Teach First has developed a set of Programme Principles based on our literature review, elements we believe are important to consider when designing developmental experiences for our teachers and leaders. The principles are not intended to form any consensus on what constitutes effective PD or to serve as a checklist when designing teacher development but rather to serve as a lens through which we can shape participant experience based on what we know about the development of novice teachers. Fundamentally, they represent our current assessment of what is likely to result in changes in the behavior of delegates on our programs. Writing this blog has already sparked a few ideas for improving them! They can be found right here.

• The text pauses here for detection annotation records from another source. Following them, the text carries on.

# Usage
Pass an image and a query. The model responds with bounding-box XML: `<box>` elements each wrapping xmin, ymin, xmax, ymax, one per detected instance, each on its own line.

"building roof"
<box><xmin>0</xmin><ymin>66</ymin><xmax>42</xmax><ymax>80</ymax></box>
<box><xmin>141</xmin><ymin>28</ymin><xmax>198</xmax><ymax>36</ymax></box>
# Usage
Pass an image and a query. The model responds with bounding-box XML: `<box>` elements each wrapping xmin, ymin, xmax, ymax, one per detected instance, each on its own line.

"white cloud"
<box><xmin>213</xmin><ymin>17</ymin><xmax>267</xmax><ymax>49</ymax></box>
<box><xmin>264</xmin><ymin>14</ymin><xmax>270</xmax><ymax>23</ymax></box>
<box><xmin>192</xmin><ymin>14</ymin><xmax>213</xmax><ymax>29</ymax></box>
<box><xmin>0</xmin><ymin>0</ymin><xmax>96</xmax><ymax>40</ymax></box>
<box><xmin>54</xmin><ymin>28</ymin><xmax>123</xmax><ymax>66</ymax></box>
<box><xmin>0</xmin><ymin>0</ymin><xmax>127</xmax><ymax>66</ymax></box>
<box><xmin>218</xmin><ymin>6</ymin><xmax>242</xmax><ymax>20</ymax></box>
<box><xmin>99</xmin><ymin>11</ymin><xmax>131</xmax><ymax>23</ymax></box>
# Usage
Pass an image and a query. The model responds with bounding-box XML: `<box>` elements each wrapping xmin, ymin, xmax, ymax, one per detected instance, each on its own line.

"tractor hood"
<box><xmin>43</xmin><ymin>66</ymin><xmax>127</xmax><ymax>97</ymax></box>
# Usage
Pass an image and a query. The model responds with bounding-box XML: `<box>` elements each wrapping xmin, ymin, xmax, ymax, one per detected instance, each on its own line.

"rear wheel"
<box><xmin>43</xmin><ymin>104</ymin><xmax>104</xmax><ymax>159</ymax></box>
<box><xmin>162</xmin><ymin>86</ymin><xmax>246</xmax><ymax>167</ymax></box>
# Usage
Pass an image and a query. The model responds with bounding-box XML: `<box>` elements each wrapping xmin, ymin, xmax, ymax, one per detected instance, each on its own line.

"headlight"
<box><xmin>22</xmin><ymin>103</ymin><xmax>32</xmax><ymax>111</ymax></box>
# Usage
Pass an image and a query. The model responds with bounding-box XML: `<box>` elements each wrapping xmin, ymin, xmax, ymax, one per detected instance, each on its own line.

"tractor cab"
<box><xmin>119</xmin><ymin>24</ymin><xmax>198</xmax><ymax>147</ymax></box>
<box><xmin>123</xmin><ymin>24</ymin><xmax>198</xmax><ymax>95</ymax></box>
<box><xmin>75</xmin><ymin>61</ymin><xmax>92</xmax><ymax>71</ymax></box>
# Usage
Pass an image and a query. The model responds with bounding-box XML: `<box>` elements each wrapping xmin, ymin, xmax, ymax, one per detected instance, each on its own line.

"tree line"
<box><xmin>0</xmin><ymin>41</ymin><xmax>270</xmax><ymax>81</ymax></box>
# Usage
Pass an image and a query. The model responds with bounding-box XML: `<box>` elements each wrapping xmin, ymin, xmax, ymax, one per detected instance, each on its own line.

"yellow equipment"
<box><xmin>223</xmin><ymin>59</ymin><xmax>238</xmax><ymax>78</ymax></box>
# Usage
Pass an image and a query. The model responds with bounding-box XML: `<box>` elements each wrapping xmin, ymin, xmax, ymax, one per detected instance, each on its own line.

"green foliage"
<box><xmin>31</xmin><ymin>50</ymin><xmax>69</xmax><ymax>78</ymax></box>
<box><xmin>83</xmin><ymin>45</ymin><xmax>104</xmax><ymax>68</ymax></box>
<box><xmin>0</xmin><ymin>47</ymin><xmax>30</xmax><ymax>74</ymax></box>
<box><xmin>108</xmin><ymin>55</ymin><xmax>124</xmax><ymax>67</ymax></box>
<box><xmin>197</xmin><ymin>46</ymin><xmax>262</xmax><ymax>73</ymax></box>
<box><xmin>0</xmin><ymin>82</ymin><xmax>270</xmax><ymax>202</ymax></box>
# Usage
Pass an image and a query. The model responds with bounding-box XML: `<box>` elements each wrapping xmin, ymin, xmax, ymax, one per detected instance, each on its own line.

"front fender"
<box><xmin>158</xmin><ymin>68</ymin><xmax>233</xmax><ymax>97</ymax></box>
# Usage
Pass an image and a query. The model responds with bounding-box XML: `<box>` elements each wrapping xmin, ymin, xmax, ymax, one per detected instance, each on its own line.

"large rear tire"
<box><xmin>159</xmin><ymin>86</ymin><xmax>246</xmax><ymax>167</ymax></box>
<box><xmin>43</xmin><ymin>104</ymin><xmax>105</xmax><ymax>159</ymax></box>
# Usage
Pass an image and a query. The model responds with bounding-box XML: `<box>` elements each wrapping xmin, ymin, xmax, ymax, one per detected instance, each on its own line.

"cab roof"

To help our students learn, we ask ourselves what change we want to see, what evidence suggests might enable me (as a teacher) to make that change, what my students need to make it, and how we can I remove any obstacles that might hinder their ability to get there as quickly as possible. Anyone in charge of teacher development, including teachers themselves, can ask the same questions. Because effective teachers can make a substantial difference in the students' lives they teach, there is a moral imperative to ensure that teachers can effect positive and lasting change. As teacher educators, we are responsible for ensuring that professional development is as likely as possible to result in the desired change.